A NOVEL PRIVACY PRESERVING DATA MINING ALGORITHM

Document Type : Original Article

Authors

1 (Prof.) Dean of Faculty of Computers and information, Cairo University.

2 (Ass. Prof.) College of Engineering and Technology Arabic Academy for Science, Technology and Maritime Transport (AAST).

3 (Ph.D.) Egyption Armed Forces.

4 (Eng.) Egyption Armed Forces.

Abstract

In recent years, there have been privacy concerns over the increase of gathering personal data by various institutions and merchants over the Internet. There has been increasing interest in the problem of building accurate data mining models over aggregate data while protecting privacy at the level of individual records. One approach for this problem is to randomize the values in individual records, and only disclose the randomized values. This method is able to retain privacy while accessing the information implicit in the original attributes.
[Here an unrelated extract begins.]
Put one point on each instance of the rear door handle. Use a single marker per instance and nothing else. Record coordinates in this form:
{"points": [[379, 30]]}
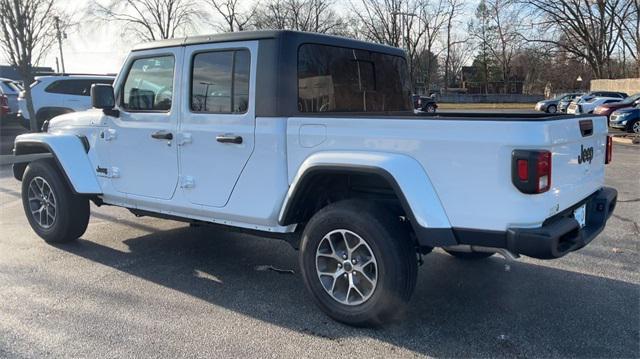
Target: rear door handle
{"points": [[162, 135], [229, 139]]}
The distribution of the original data set is important and estimating it is one of the goals of the data mining algorithms. In this paper, a novel privacy preserving data mining algorithm based on the use of Artificial Neural Network (ANN) is introduced. The ANN model is based on single layer neural network (adaptive linear neuron network (ADALINE)), and it is used to reconstruct the original distribution. The paper also introduces a comparative study with two of the most recent algorithms that handled this issue. Our empirical results show that the new algorithm can reconstruct the original data distribution with a very high degree of precision.